Howard estimates that Apple could pay $57 more for the two types of memory that go into the base-model iPhone 18 due this fall compared with the base model iPhone 17 currently on sale. For a device that retails for $799, that would be a big hit to profit margins.

Apple’s purchasing power and expertise in designing advanced electronics long made it an unrivaled Goliath among the Asian companies that make most of the iPhone’s parts and assemble the device.

Apple spends billions of dollars a year on NAND, for instance, according to people familiar with the figures, likely making it the single biggest buyer globally. Suppliers flocked to win Apple’s business, hoping to leverage its know-how and prestige to attract other customers.

These days, however, “the companies now pushing the boundaries of human‑scale engineering are the ones like Nvidia,” said Ming-chi Kuo, an analyst with TF International Securities.

Demand for AI hardware is poised to keep growing rapidly. Apple’s spending growth is modest in comparison with what is being spent to fill up AI data centers, even though it is breaking records with huge sales of the iPhone 17.
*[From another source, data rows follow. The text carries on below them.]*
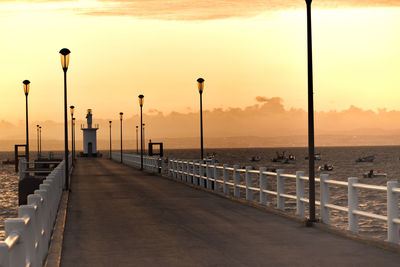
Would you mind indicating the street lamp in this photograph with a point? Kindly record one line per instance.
(141, 100)
(311, 167)
(109, 123)
(64, 54)
(137, 140)
(200, 84)
(72, 108)
(26, 84)
(37, 134)
(73, 140)
(40, 141)
(121, 115)
(144, 139)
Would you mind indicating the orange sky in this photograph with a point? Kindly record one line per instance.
(123, 48)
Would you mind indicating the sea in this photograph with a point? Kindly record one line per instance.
(343, 159)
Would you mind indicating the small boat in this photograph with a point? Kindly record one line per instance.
(374, 173)
(326, 167)
(282, 158)
(317, 156)
(8, 161)
(369, 158)
(255, 158)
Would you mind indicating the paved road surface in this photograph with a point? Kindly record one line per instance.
(119, 216)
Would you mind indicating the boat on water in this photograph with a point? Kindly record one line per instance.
(374, 173)
(8, 161)
(369, 158)
(282, 158)
(326, 167)
(255, 158)
(317, 156)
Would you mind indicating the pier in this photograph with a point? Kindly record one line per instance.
(120, 216)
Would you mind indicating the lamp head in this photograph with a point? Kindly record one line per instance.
(26, 86)
(200, 84)
(64, 54)
(141, 100)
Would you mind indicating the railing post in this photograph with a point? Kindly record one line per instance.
(280, 189)
(17, 255)
(249, 193)
(324, 197)
(236, 181)
(392, 212)
(201, 174)
(225, 187)
(196, 172)
(216, 177)
(353, 205)
(209, 175)
(300, 205)
(28, 211)
(263, 186)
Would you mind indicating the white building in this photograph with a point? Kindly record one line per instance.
(89, 137)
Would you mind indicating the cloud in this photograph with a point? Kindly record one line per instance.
(218, 9)
(198, 9)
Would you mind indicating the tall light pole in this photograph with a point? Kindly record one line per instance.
(144, 139)
(137, 140)
(40, 141)
(109, 124)
(121, 115)
(64, 54)
(37, 133)
(141, 100)
(73, 139)
(311, 167)
(72, 108)
(200, 84)
(26, 84)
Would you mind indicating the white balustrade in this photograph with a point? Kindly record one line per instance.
(28, 236)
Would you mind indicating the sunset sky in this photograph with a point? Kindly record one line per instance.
(243, 49)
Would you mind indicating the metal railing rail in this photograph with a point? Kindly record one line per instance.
(28, 236)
Samsung Electronics and SK Hynix are raising the price of a type of DRAM chip for Apple, according to people familiar with Apple’s supply chain.

Big AI companies pay generously and are willing to lock in supply and make upfront payments, giving the South Korean chip makers leverage against the iPhone maker.
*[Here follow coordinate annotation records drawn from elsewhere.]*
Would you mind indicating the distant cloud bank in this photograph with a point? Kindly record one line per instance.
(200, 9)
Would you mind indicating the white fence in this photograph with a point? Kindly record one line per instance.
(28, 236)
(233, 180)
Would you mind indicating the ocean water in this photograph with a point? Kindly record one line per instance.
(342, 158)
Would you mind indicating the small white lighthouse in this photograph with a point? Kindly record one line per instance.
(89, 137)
Apple signs long-term contracts for memory, but it has used its heft to squeeze suppliers.

Its contracts have empowered it to negotiate prices as often as weekly, and to even refuse to buy any memory from a supplier if Apple didn’t view the price as favorable, according to people familiar with its memory purchases.

To boost leverage with suppliers, Apple even began stocking more inventory of memory. That was atypical for Cook, who normally cuts inventory to the bone to maximize Apple’s cash flow.

Apple is fighting not only for current deliveries but also for the attention of engineers at suppliers.

Glass scientists who worked on developing the smoothest and lightest smartphone displays are now also spending time on specialised glass for packaging advanced AI processing chips, according to industry executives.

Makers of sensors and other gizmos inside the iPhone are winning new business from AI companies such as OpenAI that are developing their own hardware.

Still, suppliers said they were far from giving up on business with Apple. Working with Apple is a form of education, they said, because it remains one of the most demanding and disciplined customers in the industry.

TSMC, the Taiwanese chip manufacturer, has built successive generations of its most advanced chips with Apple as its lead customer, relying on the big predictable demand for iPhones.

Now that TSMC is doing more business with Nvidia and other AI companies, people with knowledge of the chip supply chain said Apple was exploring whether some lower-end processors could be made by someone other than TSMC.

One of Apple’s biggest profit-spinners is selling extra memory for far more than the memory chips cost the company.

Last fall Apple discontinued the iPhone Pro model with 128 gigabytes of storage.

Customers who want that model must now start at 256 gigabytes and pay $100 more—the type of move that could be repeated this year to help Apple offset higher costs, wrote Craig Moffett, an analyst at Moffett Nathanson, in an investor note.

However, Apple isn’t expected to raise the price of its next iPhone models over similarly equipped iPhone 17s, said Kuo, the analyst.

News Corp, owner of The Wall Street Journal, has a commercial agreement to supply news through Apple services.